You should have retirement savings of this many times your annual income...

Based on the average American's household income, this translates to an average of...

35

2X

$108,000

40

3X

$162,000

50

6X

$324,000

55

7X

$378,000

60

8X

$432,000

67

10X

$540,000

However, a recent study by Transamerica shows that in reality, the average American is pretty far behind.

Age Group

Median Retirement Savings

20s

$16,000

30s

$45,000

40s

$63,000

50s

$117,000

60s

$172,000

For example, according to the first table, the average 55-year-old should have $378,000 saved for retirement, but we can see from the actual data that the average 50-something actually has less than a third of this amount.

In fairness, this only includes savings in retirement accounts such as 401(k)s and IRAs, but some workers also have defined benefit plans (such as pensions) that are not included in this data. Even so, the average study participant estimated they would need about $1 million to retire comfortably, so it's safe to say most people have some work to do.

The stats aren't all bad
The Transamerica study did reveal some good news as well. For starters, it appears the younger generations are doing a good job so far -- 67% of 22-year-olds are already saving for retirement, and this increases to 76% of 30-somethings.

In addition, 30-somethings are not only saving, but are starting earlier than previous generations. The average 30-something worker started saving for retirement at 25, while those who are in their 60s now waited until 35, on average.

So, maybe the "retirement crisis" will not be as bad as it seems for younger Americans. However, those in their 40s, 50s, and 60s have some catching up to do.

If you have work to do...
If you're still working, the good news is that there is still time to make a significant impact on your quality of life in retirement, even if you're just a few years away.

Thanks to retirement catch-up rules, workers over 50 have the ability to save an additional $1,000 in their IRAs ($6,500 total) and an extra $6,000 in their 401(k) plan ($24,000 total), so if you get aggressive now, it could really add up by the time you're at retirement age.

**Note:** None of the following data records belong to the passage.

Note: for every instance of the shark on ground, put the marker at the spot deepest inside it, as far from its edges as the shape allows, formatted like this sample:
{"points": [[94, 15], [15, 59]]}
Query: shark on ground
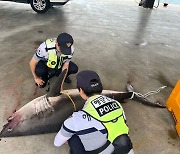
{"points": [[46, 113]]}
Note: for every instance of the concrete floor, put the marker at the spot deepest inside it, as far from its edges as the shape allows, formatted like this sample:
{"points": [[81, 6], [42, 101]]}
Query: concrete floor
{"points": [[117, 39]]}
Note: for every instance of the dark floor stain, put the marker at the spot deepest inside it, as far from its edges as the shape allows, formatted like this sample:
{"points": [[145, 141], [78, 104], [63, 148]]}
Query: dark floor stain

One option that can help you save more for retirement and build up your emergency savings at the same time is a Roth IRA. You can save up to $5,500 per year in a Roth IRA ($6,500 if over 50), and since contributions are made on an after-tax basis, your eventual withdrawals in retirement will be 100% tax free, no matter how well your investments perform. And, unlike with a traditional IRA, you are free to withdraw your Roth contributions at any time, for any reason, without paying an early withdrawal penalty. This makes them great emergency saving vehicles in addition to their merits as retirement accounts. In fact, I keep some of my own retirement savings in a Roth IRA for this reason.

The bottom line is that most Americans have some catching up to do when it comes to saving money. However, with a little discipline, you could get back on track more quickly than you think.